Antichamber review


Barely 30 seconds in and Antichamber has lied to us, suggesting we jump over a gap that not only looks impassable, but is. The solution, we find out when we work our way back up, is to walk off the edge and watch as a bridge forms beneath us. It’s just the first of many little tricks this game pulls. This is a world where staircases end on the floor they began; where you can fall four floors and find yourself staring through a window at where you just stood; where you turn your back on something, look around, and find that it’s gone.

The clue’s in the name: this is perhaps best thought of as the anti-puzzle game. Rather than learning a set of mechanics and then using them to solve increasingly challenging puzzles, Antichamber’s opening is a struggle to make sense of a world that makes no sense at all.
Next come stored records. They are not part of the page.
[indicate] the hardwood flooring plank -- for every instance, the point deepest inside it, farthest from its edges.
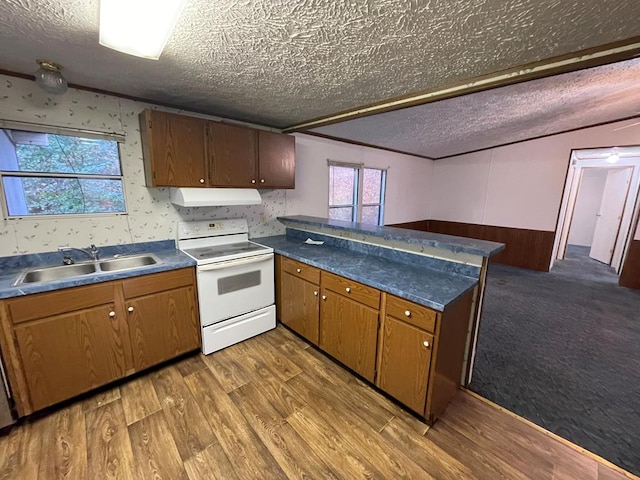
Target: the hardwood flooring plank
(317, 393)
(187, 425)
(483, 464)
(210, 464)
(608, 473)
(139, 399)
(155, 453)
(273, 400)
(329, 445)
(385, 456)
(239, 442)
(101, 398)
(563, 458)
(191, 364)
(281, 334)
(109, 453)
(518, 451)
(273, 357)
(227, 371)
(425, 453)
(64, 444)
(19, 449)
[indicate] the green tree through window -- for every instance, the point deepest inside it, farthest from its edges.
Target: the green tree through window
(52, 174)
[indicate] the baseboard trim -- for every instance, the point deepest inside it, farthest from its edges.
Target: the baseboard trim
(564, 441)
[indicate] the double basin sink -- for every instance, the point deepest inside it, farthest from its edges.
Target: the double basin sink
(48, 274)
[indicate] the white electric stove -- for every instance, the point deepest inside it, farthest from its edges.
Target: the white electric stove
(236, 286)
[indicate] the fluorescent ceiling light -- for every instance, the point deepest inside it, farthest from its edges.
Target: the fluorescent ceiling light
(138, 27)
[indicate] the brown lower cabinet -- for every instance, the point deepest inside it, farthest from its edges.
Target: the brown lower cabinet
(63, 343)
(409, 351)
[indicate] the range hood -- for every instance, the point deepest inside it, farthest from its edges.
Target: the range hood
(214, 197)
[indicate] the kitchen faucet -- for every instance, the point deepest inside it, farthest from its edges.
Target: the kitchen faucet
(92, 251)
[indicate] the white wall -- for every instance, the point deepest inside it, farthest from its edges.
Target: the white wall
(151, 215)
(408, 178)
(518, 185)
(583, 222)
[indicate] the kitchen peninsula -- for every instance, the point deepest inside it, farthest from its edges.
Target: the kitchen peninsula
(395, 306)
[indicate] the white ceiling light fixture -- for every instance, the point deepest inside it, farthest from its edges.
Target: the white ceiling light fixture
(49, 78)
(138, 27)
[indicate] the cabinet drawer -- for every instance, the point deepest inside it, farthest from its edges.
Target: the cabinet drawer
(349, 288)
(157, 282)
(41, 305)
(302, 270)
(412, 313)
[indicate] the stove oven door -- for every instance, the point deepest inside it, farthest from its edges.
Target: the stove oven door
(234, 287)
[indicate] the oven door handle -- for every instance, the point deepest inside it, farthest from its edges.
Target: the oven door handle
(235, 263)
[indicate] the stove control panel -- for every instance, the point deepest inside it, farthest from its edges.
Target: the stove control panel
(209, 228)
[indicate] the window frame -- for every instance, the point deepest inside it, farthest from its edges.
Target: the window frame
(78, 133)
(358, 191)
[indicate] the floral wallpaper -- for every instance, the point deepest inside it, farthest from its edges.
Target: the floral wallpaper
(151, 216)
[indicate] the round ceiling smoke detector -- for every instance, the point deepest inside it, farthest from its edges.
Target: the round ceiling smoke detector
(49, 78)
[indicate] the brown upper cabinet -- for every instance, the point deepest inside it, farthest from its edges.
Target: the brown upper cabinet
(173, 147)
(183, 151)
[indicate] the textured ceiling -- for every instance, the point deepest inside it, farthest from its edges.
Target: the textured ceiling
(280, 63)
(503, 115)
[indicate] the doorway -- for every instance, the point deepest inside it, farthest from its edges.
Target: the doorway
(599, 206)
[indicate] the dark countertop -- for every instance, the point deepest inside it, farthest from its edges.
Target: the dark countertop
(453, 244)
(431, 288)
(11, 268)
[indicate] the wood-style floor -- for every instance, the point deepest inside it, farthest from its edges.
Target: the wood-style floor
(273, 408)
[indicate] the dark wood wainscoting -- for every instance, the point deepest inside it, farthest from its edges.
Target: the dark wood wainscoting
(630, 275)
(530, 249)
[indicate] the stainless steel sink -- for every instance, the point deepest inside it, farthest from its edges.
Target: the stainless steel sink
(126, 263)
(48, 274)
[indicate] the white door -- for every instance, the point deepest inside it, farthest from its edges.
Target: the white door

The only help you’re given are some chalk drawings dotted about the place, which, when clicked on, reveal nuggets of fortune-cookie-like wisdom. (“The end may come before we were ready to get there,” one intones.) Some teach you lessons about the preceding trap or puzzle, while others refer to the next one, but neither kind is especially helpful and both frequently come off as smug.

Developer Alexander Bruce clearly delights in messing with your head and thrills in letting you know about it, especially in the early stages, where a fresh migraine awaits around every non-Euclidean corner. The only mechanic is there are no mechanics, besides a jump button, which you’re rather wary of using after the opening. Each chamber has its own rules, and so before you can consider a solution you’ll have to establish what the problem is. It’s frighteningly smart stuff.
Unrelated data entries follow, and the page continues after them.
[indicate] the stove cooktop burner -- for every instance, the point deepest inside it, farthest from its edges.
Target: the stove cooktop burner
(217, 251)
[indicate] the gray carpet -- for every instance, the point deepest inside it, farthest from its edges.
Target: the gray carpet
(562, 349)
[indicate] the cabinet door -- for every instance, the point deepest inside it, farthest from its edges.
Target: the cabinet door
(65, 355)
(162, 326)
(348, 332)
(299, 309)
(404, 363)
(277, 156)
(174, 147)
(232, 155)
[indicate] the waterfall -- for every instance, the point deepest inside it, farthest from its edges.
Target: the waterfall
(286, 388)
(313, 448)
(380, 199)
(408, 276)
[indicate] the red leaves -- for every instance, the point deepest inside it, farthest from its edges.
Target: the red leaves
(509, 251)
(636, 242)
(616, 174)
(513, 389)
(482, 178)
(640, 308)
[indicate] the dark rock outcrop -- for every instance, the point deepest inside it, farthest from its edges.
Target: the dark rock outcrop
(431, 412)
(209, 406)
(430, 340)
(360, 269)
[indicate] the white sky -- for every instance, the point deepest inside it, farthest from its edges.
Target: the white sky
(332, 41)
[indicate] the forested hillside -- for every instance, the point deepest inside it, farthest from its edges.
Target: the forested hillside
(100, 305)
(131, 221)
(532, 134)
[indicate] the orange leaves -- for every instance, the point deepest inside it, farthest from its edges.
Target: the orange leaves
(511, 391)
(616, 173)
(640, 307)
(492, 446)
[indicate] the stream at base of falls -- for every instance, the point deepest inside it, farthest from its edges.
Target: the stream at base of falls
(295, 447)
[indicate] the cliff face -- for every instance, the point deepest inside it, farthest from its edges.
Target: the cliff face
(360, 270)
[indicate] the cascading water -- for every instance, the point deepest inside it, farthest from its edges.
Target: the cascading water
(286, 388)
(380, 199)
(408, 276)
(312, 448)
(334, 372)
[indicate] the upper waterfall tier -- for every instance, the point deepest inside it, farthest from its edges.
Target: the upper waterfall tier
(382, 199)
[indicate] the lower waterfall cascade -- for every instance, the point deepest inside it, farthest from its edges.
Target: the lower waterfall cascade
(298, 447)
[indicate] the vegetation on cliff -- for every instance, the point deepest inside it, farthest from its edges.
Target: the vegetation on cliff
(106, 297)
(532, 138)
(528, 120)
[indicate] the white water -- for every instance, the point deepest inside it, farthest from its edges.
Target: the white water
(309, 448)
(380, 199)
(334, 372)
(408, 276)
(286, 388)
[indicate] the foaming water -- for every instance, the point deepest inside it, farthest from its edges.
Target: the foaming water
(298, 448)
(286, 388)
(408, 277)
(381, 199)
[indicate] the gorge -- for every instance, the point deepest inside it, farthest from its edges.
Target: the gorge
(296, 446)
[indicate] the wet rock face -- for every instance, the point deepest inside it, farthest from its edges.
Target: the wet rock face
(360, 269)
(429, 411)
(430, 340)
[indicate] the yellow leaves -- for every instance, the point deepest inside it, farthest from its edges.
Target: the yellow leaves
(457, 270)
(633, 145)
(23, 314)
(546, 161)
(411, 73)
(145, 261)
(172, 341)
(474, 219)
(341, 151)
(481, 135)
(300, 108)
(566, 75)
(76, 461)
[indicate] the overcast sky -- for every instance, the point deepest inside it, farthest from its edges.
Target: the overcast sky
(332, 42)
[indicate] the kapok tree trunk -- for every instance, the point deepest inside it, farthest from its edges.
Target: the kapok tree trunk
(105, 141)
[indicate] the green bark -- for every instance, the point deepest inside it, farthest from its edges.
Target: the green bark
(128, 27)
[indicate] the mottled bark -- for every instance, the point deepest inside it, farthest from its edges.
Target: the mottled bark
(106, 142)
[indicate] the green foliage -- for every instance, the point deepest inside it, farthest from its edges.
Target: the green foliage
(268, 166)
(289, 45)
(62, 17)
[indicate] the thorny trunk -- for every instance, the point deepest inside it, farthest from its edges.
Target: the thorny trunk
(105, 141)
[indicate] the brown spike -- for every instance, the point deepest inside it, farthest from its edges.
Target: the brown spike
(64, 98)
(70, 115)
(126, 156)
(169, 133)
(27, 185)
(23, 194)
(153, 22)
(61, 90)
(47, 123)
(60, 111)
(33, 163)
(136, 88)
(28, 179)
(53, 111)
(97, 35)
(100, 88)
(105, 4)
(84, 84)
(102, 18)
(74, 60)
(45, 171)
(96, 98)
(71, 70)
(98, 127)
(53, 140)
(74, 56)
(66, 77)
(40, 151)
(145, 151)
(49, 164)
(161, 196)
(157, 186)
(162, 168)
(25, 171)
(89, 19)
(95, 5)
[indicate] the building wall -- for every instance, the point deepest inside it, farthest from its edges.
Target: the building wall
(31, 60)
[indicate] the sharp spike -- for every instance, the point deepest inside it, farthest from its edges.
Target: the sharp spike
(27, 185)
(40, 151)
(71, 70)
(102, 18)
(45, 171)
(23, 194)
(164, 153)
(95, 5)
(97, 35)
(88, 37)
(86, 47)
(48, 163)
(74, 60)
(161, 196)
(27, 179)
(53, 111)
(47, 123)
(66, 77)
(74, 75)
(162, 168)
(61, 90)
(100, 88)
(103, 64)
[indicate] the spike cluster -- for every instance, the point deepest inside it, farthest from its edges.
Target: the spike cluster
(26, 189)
Despite a bold start, Antichamber can’t resist eventually becoming a videogame, introducing a gun-like tool that sucks up and fires off coloured blocks. Each room’s rules are now underpinned by a consistent set of mechanics: using blocks as keys to open doors, to hold moving objects in place, or to fashion rudimentary ladders. There are four guns in all, each new one collected opening up previously inaccessible paths.

It’s a Metroidvania game, then, one that falls foul of its own design as you struggle to find your way back to a specific place in a world with an elastic interpretation of ‘back’. You can fast travel using the map in the pause menu, but doing so resets a puzzle to its original, unsolved state, and strips you of your supply of precious blocks. It’s a world that’s all too easy to get lost in, and if that sounds like faint praise, it’s with good reason. Antichamber is many things – a remarkable technical achievement, a smart subversion of its genre, a game that plays you as much as you play it – but you’re more likely to respect it than enjoy it.